2

I am using WWW::Mechanize, HTML::TreeBuilder and HTML::Element in my perl-script to navigate through html-Documents.

I want to know how to search for an element, that contains a certain string as text.

Here is an example of an html-document:

<html>
  <body>
    <ul>
      <li>
       <div class="red">Apple</div>
       <div class="abc">figure = triangle</div>
      </li>
      <li>
       <div class="red">Banana</div>
       <div class="abc">figure = square</div>
      </li>
      <li>
       <div class="green">Lemon</div>
       <div class="abc">figure = circle</div>
      </li>
      <li>
       <div class="blue">Banana</div>
       <div class="abc">figure = line</div>
      </li>
    </ul>
  </body>
</html>

I want to extract the text square.
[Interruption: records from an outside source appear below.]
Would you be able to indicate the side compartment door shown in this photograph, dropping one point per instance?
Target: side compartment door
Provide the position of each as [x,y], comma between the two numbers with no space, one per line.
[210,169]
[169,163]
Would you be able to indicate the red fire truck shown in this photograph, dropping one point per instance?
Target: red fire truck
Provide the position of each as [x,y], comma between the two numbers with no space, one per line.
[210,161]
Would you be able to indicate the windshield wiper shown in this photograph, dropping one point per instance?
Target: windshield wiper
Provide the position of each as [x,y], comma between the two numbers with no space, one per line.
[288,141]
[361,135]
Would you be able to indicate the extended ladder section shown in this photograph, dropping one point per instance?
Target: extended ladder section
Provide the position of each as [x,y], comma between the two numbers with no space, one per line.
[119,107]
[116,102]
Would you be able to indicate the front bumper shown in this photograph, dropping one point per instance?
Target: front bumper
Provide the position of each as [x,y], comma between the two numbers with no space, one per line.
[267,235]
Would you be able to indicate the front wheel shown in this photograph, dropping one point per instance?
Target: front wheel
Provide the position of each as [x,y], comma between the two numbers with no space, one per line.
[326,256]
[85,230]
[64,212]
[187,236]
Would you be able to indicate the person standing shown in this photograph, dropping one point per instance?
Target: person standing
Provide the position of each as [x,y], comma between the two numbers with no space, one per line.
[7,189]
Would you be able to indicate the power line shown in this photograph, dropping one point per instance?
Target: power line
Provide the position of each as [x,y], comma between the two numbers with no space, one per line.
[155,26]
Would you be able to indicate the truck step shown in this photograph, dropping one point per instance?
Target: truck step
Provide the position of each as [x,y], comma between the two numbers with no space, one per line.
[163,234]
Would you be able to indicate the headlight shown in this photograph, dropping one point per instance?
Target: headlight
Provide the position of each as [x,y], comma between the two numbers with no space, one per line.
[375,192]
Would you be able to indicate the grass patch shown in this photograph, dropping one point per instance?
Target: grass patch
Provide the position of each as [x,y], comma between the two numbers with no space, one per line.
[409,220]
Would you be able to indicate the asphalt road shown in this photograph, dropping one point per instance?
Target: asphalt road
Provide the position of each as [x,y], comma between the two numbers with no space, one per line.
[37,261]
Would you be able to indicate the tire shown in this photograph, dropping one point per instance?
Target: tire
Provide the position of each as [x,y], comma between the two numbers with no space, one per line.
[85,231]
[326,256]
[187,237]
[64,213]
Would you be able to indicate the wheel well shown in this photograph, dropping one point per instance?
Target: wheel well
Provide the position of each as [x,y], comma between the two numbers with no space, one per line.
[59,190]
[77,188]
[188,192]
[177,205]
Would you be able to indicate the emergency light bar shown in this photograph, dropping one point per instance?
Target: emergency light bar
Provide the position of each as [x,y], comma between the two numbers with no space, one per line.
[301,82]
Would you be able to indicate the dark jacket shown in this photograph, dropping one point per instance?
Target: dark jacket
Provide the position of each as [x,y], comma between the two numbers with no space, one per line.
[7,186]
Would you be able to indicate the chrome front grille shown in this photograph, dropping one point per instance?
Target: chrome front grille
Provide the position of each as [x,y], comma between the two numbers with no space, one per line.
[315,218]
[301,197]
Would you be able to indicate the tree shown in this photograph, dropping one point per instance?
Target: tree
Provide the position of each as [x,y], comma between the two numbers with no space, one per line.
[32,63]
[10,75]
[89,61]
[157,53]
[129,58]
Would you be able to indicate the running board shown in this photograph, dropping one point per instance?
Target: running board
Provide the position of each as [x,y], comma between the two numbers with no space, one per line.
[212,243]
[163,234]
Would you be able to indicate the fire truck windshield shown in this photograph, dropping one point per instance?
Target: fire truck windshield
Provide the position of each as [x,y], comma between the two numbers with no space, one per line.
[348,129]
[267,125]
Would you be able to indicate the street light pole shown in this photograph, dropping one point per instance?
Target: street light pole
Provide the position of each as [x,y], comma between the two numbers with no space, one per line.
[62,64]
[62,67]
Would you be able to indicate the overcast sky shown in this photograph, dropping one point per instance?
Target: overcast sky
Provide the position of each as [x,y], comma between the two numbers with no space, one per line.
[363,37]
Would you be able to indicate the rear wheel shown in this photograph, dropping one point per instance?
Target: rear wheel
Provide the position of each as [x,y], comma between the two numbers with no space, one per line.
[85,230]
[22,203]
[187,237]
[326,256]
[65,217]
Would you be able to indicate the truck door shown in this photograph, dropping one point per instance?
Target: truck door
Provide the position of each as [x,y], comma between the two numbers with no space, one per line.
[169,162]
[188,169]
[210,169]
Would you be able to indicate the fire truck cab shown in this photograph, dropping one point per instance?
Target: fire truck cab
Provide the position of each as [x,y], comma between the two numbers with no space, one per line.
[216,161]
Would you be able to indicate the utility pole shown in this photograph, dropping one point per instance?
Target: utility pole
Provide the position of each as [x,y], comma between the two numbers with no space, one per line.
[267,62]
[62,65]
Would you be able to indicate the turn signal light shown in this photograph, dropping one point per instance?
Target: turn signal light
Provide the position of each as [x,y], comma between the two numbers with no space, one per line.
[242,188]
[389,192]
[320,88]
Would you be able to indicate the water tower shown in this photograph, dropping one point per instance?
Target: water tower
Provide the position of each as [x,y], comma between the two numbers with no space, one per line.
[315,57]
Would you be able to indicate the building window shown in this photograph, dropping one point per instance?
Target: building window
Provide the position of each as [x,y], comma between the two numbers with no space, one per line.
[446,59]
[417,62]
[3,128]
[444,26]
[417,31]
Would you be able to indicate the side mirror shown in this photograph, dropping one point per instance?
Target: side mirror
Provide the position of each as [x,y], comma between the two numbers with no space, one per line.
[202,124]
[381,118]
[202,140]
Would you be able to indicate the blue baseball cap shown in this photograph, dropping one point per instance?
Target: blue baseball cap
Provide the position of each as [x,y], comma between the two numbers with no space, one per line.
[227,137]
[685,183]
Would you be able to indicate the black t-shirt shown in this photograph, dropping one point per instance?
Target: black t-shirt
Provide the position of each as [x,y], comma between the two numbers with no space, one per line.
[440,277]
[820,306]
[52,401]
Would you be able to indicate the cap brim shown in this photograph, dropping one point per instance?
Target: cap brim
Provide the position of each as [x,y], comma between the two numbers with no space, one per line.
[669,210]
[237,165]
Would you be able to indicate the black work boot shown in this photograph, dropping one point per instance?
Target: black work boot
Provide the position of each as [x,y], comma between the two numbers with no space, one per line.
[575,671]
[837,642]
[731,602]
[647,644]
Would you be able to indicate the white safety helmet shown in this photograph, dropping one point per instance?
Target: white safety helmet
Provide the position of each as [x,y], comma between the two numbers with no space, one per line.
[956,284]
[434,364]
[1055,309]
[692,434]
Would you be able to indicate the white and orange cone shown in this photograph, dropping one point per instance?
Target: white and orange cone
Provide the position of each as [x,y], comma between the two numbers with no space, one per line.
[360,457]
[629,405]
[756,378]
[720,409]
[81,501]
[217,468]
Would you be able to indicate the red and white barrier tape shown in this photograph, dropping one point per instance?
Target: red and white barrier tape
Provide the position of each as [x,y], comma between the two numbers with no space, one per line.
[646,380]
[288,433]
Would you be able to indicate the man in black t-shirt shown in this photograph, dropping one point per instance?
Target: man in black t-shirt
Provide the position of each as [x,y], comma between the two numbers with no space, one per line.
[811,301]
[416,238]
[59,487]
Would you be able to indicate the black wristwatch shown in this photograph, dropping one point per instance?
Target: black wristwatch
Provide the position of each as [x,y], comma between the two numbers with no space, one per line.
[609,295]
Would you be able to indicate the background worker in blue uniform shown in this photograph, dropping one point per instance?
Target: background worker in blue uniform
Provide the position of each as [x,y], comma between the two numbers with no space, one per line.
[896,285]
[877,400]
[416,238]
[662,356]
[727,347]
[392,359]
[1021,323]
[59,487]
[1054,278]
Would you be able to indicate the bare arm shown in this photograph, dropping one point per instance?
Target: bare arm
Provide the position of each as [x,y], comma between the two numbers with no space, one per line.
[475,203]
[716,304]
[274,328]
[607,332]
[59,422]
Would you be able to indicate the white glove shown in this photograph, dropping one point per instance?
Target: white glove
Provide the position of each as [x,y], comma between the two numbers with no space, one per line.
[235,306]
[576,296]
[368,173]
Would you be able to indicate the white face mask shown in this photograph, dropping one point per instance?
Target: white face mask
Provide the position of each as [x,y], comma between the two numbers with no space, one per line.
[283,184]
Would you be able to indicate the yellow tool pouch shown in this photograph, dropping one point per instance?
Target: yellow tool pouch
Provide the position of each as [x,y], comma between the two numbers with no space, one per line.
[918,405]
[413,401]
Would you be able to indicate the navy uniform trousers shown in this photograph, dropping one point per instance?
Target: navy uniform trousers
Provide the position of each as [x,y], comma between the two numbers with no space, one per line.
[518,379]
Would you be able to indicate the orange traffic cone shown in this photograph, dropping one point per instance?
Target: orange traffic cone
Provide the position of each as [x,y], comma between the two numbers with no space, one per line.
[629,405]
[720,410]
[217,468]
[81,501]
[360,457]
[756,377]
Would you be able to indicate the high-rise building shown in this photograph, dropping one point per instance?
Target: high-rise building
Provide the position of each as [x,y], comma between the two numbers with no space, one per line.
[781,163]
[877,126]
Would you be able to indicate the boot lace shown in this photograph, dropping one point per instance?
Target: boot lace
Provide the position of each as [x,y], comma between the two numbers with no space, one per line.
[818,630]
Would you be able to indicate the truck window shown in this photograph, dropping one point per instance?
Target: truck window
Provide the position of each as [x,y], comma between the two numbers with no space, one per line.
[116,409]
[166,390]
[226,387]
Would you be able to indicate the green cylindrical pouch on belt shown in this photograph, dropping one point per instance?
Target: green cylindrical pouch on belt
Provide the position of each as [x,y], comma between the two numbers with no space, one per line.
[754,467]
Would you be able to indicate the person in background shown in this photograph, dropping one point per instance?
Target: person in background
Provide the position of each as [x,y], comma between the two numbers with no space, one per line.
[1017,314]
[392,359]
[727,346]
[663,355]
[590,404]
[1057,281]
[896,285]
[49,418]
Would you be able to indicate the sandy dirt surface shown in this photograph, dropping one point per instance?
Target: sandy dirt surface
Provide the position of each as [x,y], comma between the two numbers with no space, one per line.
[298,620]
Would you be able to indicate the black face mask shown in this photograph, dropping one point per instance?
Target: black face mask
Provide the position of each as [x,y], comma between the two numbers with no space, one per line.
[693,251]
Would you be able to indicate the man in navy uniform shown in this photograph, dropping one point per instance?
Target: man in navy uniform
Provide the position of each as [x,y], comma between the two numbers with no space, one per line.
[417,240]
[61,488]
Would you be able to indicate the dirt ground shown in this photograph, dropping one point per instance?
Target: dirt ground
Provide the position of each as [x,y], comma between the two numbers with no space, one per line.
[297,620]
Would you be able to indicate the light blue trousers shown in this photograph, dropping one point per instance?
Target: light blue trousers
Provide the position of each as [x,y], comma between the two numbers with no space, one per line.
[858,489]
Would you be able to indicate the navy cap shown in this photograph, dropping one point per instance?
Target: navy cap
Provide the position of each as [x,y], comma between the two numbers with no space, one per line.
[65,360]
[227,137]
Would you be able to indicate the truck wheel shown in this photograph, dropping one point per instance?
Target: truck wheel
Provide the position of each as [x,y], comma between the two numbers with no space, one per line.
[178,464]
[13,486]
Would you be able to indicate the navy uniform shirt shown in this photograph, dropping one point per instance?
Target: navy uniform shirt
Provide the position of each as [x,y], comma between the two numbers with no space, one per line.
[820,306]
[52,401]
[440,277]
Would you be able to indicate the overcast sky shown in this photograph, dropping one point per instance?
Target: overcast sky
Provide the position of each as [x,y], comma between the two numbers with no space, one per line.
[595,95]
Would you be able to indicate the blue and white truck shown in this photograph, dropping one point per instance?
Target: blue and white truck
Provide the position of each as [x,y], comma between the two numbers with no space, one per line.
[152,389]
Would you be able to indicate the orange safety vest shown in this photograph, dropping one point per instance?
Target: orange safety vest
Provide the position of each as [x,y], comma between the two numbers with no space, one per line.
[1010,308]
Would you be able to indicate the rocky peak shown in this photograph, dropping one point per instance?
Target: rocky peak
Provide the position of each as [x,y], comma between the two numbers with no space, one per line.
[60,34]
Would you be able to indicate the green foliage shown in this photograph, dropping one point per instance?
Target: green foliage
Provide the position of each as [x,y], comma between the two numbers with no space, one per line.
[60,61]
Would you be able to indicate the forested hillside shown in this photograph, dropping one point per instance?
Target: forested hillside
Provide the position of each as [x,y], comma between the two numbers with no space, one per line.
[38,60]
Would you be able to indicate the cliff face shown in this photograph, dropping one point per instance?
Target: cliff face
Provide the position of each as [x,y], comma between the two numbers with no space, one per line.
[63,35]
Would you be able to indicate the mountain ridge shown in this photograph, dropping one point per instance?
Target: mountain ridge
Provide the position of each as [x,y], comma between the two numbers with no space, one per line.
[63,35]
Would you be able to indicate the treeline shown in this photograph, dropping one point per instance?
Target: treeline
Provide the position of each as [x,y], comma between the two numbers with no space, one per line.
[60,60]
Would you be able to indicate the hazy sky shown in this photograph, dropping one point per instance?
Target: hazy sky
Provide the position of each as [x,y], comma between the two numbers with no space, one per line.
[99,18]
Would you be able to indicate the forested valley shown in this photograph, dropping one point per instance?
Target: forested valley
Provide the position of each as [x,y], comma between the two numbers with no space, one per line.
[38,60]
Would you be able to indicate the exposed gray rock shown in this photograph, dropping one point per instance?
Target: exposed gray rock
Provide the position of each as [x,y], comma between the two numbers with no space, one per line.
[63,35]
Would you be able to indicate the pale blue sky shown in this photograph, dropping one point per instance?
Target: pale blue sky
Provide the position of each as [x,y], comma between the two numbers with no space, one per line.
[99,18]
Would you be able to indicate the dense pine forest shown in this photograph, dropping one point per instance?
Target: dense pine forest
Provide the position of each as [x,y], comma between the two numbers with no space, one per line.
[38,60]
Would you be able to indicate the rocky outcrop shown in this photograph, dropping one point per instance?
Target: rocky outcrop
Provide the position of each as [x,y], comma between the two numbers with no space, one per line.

To get it, I have to search for an element with this properties:

  • tag-name is "div"
  • class is "red"
  • content is text "Banana"

Then I need to get it's parent (a <li>-element), and from the parent the child who's text starts with figure =, but this, and the rest, is easy.

I tried it this way:

use strict;
use warnings;
use utf8;
use Encode;
use WWW::Mechanize;
use HTML::TreeBuilder;
use HTML::Element;

binmode STDOUT, ":utf8";

my $mech = WWW::Mechanize->new();

my $uri = 'http.....'; #URI of an existing html-document

$mech->get($uri);
if (($mech->success()) && ($mech->is_html())) {
    my $resp = $mech->response();
    my $cont = $resp->decoded_content;
    my $root = HTML::TreeBuilder->new_from_content($cont);

    #this works, but returns 2 elements:
    my @twoElements = $root->look_down('_tag' => 'div', 'class' => 'red');

    #this returns an empty list:
    my @empty = $root->look_down('_tag' => 'div', 'class' => 'red', '_content' => 'Banana');

    # do something with @twoElements or @empty   
}

What must I use instead the last command to get the wanted element?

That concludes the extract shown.